Mar 23, 2009 18:02
(discussion question from LIBR 202)
My gut reaction to this question was that "everything is information". But I quickly revised this reaction to "everything is a source of information". When I look at a tree, I can estimate how tall it is, see whether it has leaves on it, what color those leaves might be, whether there are any birds in the tree, and I can take it to the next level and infer something about what season it is. These are all little bits of information.
This consideration led me to think that information is an intangible something that exists in the "space" between an object about which information can be known, and my mind (or anyone's mind), which converts it into knowledge as per Nitecki's model. It's like light: generated by a source such as the sun, transmitted through space via radiation, and converted into energy once it reaches a plant's metabolic system (or converted into information itself when it bounces off something and hits my retinae, where it can be used by my brain to create knowledge).
Does this mean that a "mind" is required in order for information to exist? If a tree falls in the forest and no one is there to perceive it, does that information exist? (I don't limit that to a human mind; animals (and maybe plants?) perceive, share, and act upon information every day of their lives.) Remove all life from the situation, though, and I think the information is still there as a potentiality.

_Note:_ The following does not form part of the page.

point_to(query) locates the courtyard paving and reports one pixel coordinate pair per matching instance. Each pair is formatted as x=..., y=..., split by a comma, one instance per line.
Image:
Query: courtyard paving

But the concept is a human-constructed one and in that sense I think it does require some entity that can know it in order for it to be considered to exist. To inform is to give facts/data/information to someone.
Then I started to think that writing has allowed us to convert this intangible something into tangible objects like books. But does a book really represent a tangible manifestation of the concept called "information"? I can find a whole lot of information in a book, but it seems like the real information to be gained is that "this book says such and such a thing." The information still has to be transmitted, radiation-like, from the book to my mind. The writing on the page is just a wagon to cart the information on part of its journey from its source to my mind, as well as a way to store the information over time.
So when we talk about information science, I guess by my definition we're really talking about the science of devices for transmitting and storing information-books, databases, and such- wagons that can bring us the information we need.